Thursday 24 July 2008

Hear no good, see no good, speak no good

I was able to catch up with School-Best-Friend last night, which was lovely. She recently went to a wedding of someone from school and it got us reminiscing about the olden days in the Wild West… um Country.

When I was doing my A-levels, I hung out with three people, School-Best-Friend, Friend-Who-Knows-Big-Words and Beebop. We all had mostly the same classes except for FWKBW – who was doing things like French, Politics and Spanish – so we spent most of our time together.

This involved stalking boys in the library of the adjacent grammar school, eating Bounty bars and KitKats until we felt sick, and going to the pub for chips and mayonnaise instead of RE – oh, what healthy lives we led in those days.

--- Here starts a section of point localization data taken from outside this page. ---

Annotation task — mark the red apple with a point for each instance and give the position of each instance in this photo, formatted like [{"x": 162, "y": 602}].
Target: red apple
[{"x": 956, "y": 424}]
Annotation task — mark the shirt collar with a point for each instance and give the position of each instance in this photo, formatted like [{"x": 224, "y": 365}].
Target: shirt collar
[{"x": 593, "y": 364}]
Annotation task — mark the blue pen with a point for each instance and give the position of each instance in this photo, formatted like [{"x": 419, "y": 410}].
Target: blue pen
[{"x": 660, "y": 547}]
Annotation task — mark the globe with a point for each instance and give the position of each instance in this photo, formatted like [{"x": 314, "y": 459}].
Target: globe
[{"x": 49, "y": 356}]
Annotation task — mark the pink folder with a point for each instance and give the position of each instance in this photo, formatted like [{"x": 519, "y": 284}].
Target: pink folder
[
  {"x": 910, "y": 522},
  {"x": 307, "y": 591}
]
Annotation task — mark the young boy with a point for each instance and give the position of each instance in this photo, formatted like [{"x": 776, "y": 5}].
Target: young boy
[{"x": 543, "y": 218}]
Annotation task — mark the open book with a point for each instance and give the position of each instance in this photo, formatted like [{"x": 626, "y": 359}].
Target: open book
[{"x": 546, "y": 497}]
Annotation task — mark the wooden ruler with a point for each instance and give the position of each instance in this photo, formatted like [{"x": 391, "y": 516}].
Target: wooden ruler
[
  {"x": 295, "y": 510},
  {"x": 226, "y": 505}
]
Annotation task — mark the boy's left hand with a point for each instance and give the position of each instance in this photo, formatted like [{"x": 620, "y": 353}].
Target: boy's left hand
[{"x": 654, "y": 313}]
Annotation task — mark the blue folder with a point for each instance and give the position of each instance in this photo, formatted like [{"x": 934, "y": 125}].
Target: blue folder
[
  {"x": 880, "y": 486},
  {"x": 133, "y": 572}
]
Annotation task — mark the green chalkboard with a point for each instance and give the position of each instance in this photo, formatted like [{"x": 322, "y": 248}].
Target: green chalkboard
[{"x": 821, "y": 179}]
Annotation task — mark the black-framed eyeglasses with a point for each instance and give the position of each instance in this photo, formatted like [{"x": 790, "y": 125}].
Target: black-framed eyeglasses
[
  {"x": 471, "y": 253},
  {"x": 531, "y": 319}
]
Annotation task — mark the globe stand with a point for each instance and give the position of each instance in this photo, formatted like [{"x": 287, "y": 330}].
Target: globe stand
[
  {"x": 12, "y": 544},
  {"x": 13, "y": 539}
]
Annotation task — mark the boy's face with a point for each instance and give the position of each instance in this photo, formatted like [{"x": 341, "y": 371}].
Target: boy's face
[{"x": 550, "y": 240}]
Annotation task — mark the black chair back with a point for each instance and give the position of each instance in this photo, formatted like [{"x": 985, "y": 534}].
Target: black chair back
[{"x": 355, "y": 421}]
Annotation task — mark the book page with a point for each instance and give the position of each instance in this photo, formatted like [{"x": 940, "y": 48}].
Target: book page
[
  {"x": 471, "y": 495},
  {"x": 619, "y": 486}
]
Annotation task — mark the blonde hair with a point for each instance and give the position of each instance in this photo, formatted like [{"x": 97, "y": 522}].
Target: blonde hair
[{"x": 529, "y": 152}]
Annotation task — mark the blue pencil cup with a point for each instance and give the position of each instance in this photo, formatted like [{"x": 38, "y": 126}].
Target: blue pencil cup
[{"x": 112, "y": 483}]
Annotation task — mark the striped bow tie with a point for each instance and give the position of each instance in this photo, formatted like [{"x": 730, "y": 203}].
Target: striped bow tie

Every morning we would converge in the portacabin – also known as our common room – and catch up before registration. This usually involved me antagonising Beebop, who was not a morning person, until she flipped.

On this particular occasion I can’t recall exactly what I was doing, but she was getting close to breaking point. Unbeknown to me, our fierce head of year had arrived in the common room and wanted silence. I didn’t hear her and Beebop was a bit too engrossed in trying to finish her RE essay.

Eventually Beebop broke, turned to me and screamed, ‘Shuuuut uuup!’ Except she didn’t scream it at me – she screamed it at our fierce head of year who had put her head between us to tell us to be quiet.

Ever had one of those moments where everything becomes slow motion and you feel like the whole world is looking at you? I think Beebop had one of them, while I was frantically cramming my jumper into my mouth to try and contain my hysterics.

I had one of those moments several years later at midnight mass. Every Christmas Eve the four of us used to gather at my rents’ house, eat, drink and be merry and then go to church.

Now, School-Best-Friend and Beebop both go to church regularly but Friend-Who-Knows-Big-Words and I do not. But it was a tradition so off we popped to SBF’s church in my little green mini Jennifer.

So there we were, with me struggling to hear, when Beebop suddenly said, ‘I forgot my glasses, I can’t read a thing.’ Big-Word-Friend then piped up, ‘What is going on? I don’t get any of this.’ We were like a religious version of the Hear No Evil, See No Evil, Speak No Evil monkeys – much to School-Best-Friend’s exasperation. In the end, we had to leave as none of us had a clue what was going on.

And, as if things couldn’t get any worse, I suffered Deaf Tourettes at top volume upon leaving the church and may have said a very rude word while falling down the steps.

Then there was definitely silence, definitely shock and I was most definitely aware of 40 pairs of pensioners’ beedy eyes starting at me agog.

*Eek

For this reason and the Tabasco sauce incident – which really deserves a whole post of it’s own – I don’t go back to that village much anymore…

2 comments:

Anonymous said...

You went to the "M" library to meet boys. Having been to that school and only venturing in their once, I can safely confirm that you were looking in the wrong place to meet normal boys!

Me said...

*teehee!
Well, there was one boy in particular that hung out there who someone (mentioning no names) was a bit stalkerish about!